20 May 2020 Facebook Created with Sketch. Twitter Created with Sketch. Email Print
German Bishop warns coronavirus conspiracy theories could give rise to antisemitism

The bishop of the Evangelical Church in Berlin-Brandenburg-Silesian Upper Lusatia, Christian Stäblein, warned that coronavirus conspiracy theories could cause despicable patterns such as antisemitism.

"Conspiracy theories take up uncertainties and fears. They claim an ostensible meaning, which for the time being is only known to an initiated group,” Bishop Christian Stäblein warned in an interview with RBB 88.8 radio in Berlin. “Everything is based on the principle of simplification.”

The Bishop also called for strong condemnation of antisemitic conspiracy theories, saying, "a clear stand against it is required.”

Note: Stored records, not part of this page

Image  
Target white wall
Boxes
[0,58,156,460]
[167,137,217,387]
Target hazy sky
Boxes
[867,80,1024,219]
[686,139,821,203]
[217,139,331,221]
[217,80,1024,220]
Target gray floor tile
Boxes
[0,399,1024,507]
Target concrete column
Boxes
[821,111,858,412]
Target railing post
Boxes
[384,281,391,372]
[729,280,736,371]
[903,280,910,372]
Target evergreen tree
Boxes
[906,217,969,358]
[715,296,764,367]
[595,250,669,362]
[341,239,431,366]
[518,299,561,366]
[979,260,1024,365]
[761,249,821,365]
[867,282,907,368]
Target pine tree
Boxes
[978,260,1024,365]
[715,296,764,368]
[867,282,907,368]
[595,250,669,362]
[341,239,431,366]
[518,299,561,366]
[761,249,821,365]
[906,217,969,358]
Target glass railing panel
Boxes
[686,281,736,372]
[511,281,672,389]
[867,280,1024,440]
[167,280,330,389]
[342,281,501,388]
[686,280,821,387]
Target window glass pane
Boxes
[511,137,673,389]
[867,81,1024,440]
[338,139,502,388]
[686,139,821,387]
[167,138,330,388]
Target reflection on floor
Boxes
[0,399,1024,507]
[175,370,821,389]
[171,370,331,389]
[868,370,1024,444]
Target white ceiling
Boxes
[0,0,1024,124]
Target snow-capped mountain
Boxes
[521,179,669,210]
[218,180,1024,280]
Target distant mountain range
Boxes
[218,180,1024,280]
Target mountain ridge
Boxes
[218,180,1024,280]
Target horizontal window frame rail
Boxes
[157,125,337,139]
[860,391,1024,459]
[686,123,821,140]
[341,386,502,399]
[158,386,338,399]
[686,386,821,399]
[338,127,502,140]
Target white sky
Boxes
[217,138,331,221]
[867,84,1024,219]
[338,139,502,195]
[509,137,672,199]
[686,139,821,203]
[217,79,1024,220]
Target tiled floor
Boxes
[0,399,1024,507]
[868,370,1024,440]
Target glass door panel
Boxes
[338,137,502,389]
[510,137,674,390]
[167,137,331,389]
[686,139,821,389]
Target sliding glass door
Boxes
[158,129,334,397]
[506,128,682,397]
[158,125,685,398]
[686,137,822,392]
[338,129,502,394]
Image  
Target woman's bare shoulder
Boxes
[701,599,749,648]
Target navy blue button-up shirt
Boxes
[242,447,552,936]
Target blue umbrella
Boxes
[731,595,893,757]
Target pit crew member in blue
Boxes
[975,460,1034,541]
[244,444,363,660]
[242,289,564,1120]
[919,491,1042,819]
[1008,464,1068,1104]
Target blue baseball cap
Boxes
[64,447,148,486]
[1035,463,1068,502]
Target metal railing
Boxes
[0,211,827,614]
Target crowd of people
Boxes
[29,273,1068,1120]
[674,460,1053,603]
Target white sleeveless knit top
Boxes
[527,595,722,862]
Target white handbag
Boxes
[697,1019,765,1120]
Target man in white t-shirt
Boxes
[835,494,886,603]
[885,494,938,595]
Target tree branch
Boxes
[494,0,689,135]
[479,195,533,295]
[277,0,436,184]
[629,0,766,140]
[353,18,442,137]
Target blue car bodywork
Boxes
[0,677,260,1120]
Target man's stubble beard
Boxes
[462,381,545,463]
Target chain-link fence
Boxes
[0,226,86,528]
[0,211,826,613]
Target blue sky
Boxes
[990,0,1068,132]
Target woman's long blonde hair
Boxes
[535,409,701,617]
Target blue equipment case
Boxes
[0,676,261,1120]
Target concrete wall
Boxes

The comments came as German right-wing populists promoted antisemitic conspiracy theories and imagery at several demonstrations protesting the social distancing restrictions imposed due to the coronavirus pandemic. At one protest, participants wore a yellow Star of David patch with the label “Not Vaccinated” and “CoV-2.” At another demonstration, a sign was seen praising Josef Mengele, the Nazi doctor who conducted cruel experiments on Auschwitz inmates.

In March, Dr. Felix Klein, Germany’s Commissioner for Jewish Life, warned that antisemitic conspiracy theories could spread amid the climate of uncertainty surrounding the coronavirus. In an interview with the German-based newspaper Tagesspiegel, Klein explained that some of the false conspiracies have taken the share of accusations that there is an ongoing “Jewish takeover of the world economy, Jewish profits from a possible vaccine, biological weapons developed by Israel, [and] a Jewish attempt to reduce the world population.”